Saturday, January 17, 2009

Something I just don't understand...

Here is something I don't understand.

Why have we become so desensitized to one another? How did it happen? When did common courtesy get thrown out the back door with yesterday's trash?

Oh, it's not everybody. We all know that. Whether we'd like to admit it or not, most of us are colored in shades of gray, a little good, a little bad. It makes human beings fascinating, complex, worth of study.

Maybe you can explain this:

I went to Kroger after work tonight. The cupboard and refrigerator were bare. Needed supper.

Along the way I ran into classmate Maggie Meyers. It was good to see a friendly face. We talked briefly. As I turned back to walk toward the milk aisle, I nearly bumped into a woman.

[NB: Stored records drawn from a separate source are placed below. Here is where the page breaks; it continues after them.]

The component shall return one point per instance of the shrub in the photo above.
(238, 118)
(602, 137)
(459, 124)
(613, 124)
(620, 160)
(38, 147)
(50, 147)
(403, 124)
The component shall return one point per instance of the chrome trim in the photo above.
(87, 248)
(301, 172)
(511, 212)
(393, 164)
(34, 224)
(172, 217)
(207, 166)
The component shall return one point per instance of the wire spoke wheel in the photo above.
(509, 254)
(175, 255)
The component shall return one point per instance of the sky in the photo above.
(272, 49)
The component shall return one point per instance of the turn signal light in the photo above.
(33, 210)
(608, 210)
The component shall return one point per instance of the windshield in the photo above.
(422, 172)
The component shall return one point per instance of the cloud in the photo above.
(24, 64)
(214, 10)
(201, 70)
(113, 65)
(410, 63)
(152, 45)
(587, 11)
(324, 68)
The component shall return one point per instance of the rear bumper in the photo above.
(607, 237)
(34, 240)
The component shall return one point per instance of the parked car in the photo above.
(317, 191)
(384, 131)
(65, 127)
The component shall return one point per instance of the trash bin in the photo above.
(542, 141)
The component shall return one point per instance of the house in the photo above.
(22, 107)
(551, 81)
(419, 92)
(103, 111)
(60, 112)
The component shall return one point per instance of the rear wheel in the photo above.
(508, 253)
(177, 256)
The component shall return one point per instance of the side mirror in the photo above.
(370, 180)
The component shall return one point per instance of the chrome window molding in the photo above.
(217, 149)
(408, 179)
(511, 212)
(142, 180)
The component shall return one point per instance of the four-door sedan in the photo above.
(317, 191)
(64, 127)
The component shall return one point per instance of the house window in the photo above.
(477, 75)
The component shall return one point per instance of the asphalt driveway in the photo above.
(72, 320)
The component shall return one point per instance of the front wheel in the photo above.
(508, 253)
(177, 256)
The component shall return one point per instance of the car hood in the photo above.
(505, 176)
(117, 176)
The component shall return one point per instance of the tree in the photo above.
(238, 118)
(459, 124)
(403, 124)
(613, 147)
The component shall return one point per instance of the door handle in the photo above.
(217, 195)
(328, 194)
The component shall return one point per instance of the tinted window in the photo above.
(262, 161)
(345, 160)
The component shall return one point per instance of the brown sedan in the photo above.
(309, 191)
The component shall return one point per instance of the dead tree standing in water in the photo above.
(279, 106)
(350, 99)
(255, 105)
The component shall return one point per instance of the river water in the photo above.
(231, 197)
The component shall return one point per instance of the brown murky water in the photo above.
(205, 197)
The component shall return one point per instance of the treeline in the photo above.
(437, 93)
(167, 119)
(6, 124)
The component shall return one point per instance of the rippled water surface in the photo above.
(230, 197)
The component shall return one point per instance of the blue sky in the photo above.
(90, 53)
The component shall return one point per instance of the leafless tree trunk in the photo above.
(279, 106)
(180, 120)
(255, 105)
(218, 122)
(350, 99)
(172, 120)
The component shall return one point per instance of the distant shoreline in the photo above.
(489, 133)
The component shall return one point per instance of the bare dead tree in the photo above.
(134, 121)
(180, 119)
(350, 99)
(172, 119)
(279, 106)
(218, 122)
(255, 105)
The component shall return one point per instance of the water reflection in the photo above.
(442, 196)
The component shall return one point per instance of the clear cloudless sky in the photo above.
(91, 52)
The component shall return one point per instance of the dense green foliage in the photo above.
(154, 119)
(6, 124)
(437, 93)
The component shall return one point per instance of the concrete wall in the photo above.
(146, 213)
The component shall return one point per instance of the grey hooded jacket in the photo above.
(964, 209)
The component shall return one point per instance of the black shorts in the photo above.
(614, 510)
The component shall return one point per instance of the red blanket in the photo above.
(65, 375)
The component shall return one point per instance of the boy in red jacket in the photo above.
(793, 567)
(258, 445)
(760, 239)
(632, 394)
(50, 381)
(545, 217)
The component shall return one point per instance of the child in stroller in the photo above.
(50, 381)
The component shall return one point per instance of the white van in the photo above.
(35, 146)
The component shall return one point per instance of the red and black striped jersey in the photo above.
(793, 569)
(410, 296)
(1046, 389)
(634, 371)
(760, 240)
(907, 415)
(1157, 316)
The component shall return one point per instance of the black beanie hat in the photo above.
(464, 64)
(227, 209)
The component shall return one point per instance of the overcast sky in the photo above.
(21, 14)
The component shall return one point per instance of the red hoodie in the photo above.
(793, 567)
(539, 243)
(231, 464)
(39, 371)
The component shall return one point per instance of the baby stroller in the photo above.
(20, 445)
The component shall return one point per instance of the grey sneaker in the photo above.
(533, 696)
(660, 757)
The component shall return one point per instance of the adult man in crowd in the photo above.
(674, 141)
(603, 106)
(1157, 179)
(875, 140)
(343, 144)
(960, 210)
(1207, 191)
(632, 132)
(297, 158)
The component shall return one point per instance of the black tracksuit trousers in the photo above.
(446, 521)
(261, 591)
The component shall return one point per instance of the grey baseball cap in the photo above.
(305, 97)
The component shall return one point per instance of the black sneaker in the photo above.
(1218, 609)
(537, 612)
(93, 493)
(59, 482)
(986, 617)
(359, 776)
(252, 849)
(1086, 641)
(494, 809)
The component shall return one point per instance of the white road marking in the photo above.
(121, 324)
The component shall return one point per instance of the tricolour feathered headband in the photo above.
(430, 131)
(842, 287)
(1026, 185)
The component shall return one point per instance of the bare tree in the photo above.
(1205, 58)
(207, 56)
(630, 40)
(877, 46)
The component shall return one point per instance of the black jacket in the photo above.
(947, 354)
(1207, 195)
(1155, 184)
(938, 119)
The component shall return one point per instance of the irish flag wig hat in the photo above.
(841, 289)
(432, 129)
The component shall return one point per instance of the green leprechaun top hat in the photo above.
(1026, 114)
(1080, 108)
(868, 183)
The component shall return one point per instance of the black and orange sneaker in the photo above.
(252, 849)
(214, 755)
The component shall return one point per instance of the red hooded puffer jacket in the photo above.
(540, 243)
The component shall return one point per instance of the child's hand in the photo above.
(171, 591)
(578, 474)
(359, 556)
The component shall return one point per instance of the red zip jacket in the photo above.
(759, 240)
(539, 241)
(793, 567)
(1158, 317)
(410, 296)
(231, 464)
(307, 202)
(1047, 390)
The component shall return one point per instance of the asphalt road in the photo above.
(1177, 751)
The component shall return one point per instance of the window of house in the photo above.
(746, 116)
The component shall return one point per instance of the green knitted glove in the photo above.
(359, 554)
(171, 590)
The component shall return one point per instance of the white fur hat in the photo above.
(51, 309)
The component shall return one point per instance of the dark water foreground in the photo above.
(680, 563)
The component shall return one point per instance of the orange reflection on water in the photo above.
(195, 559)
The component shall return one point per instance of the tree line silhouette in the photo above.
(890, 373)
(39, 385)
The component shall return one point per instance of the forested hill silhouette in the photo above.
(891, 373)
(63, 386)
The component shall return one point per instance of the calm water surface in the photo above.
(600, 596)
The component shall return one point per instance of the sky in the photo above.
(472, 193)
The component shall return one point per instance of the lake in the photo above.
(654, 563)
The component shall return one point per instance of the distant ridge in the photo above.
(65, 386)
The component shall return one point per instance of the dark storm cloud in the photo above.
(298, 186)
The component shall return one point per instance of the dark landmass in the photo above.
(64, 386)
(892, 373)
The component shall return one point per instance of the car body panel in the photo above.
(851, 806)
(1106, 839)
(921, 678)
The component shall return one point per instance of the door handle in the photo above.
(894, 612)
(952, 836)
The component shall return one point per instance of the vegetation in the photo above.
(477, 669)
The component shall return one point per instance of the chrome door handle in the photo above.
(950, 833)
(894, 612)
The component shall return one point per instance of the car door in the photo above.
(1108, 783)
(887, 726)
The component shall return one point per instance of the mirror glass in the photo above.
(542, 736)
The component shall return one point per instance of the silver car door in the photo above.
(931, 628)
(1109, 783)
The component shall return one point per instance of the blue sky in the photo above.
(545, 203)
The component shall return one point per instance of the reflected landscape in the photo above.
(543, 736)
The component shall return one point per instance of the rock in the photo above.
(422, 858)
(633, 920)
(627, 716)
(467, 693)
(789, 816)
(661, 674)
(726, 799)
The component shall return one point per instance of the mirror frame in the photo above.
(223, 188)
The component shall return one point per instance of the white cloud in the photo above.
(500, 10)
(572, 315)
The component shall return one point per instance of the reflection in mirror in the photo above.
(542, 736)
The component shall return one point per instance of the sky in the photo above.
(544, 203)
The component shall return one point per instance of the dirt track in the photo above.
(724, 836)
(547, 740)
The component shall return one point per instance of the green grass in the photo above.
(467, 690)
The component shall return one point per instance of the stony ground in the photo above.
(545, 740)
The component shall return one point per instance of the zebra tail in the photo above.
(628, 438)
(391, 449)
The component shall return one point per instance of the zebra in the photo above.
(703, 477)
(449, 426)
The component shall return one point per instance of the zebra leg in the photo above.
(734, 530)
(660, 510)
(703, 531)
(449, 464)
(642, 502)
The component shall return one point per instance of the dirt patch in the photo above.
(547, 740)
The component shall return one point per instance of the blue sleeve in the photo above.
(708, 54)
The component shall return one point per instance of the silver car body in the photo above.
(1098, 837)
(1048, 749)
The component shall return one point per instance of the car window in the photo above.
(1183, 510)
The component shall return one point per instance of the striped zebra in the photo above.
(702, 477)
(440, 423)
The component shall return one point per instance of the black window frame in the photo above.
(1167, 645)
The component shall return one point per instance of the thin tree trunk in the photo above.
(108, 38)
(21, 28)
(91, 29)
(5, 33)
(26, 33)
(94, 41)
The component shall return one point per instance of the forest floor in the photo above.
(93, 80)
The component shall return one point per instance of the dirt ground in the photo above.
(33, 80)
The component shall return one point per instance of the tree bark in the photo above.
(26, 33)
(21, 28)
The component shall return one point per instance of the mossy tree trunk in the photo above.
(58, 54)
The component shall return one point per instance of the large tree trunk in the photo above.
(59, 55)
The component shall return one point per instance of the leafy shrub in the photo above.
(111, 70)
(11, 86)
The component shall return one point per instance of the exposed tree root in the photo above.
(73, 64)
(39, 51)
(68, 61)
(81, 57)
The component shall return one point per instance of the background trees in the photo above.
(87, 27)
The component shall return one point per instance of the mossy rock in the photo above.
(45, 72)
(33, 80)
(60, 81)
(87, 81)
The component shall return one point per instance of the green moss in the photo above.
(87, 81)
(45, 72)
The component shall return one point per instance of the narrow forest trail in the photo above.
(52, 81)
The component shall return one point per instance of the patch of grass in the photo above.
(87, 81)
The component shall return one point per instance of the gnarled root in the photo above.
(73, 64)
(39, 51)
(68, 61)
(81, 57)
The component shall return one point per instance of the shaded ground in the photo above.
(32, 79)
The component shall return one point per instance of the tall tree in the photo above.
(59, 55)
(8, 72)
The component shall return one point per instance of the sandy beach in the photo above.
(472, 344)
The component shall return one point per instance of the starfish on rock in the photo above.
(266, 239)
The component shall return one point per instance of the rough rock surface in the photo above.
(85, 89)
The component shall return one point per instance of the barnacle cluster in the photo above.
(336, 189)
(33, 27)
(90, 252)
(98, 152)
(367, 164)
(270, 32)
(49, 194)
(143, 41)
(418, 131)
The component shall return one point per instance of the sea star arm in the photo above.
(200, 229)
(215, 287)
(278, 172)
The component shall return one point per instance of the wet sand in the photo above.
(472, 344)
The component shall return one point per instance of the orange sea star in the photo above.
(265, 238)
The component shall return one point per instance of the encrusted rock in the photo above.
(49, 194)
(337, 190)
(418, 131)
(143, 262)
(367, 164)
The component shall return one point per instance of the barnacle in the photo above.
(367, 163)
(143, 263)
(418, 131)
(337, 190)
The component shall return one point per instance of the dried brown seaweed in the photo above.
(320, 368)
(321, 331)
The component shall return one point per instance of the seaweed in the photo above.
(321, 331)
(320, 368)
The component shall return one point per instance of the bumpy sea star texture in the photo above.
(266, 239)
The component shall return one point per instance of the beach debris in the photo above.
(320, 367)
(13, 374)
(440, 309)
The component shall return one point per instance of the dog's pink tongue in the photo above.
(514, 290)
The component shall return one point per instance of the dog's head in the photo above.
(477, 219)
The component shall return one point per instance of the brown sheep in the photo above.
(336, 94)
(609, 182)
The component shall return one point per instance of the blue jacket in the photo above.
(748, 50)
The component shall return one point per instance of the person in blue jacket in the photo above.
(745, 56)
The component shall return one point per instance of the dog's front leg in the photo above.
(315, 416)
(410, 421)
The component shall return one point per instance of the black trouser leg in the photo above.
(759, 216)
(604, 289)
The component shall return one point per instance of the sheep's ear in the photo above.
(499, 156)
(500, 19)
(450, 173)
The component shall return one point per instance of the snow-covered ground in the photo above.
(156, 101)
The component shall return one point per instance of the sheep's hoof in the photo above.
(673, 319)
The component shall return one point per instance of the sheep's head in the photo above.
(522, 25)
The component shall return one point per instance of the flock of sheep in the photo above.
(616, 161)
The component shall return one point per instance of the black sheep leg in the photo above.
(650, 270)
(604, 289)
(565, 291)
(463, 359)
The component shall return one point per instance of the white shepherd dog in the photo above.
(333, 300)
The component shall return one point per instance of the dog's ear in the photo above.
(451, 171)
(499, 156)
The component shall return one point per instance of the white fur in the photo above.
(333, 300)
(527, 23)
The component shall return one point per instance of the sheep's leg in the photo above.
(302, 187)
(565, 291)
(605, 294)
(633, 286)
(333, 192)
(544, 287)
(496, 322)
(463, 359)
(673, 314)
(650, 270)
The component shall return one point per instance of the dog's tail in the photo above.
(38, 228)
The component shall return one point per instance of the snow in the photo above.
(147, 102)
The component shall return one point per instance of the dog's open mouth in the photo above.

"I'm terribly sorry," I said.

The woman never even looked up.

A few seconds later, I grabbed a jug of skim milk off the shelf. Walking toward checkout, there was no way around another woman also skimming (pardon the pun) for milk, other than walking right in front of her.

"Excuse me," I said as I walked by.

The woman ever even looked up.

Part of this is the "It's All About Me" mentality of our modern life, the prevalent solipsism, the fallout of a society that expects instant gratification. Part of it is a lack of manners. Part of it is just puzzling.

A few weeks before Christmas, I told you about Dean Harned and Mark Padgett's run-in with the injured motorists and the lack of concern by residents in the nearby neighborhood. Amazing. Unbelievable. Sad.

I would like to think we'd go out of our way to say a kind word to somebody who is hurting. I hope we all would take two minutes and call somebody just to say "hello." I need to believe that we would follow the example of the Good Samaritan and never pass to the other side of the road.

We can't always live up to that. I don't. You don't.

But we can try. A reader sent an e-mail saying she wants to give what she'd normally spend monthly on cigarettes (she is kicking the habit as a New Year's resolution) to someone who has lost their job. What a sweet, powerful, wonderful random act of kindness. And guess what? Best part is she wants to do it anonymously. None of this "Look at me, I'm Sandra Dee!"

Treating people with decency is so simple. It can move mountains. And, yet, it seems so impossible for a lot of people.

Driving home, I thought about those two strangers at Kroger. I wondered if troubling circumstances in their lives caused them to be distracted. I wondered if they were simply rude. I would like to think they were hard of hearing.

Maybe I am naive. Maybe I am looking at life through rose colored glasses.

But for the life of me I just don't understand it.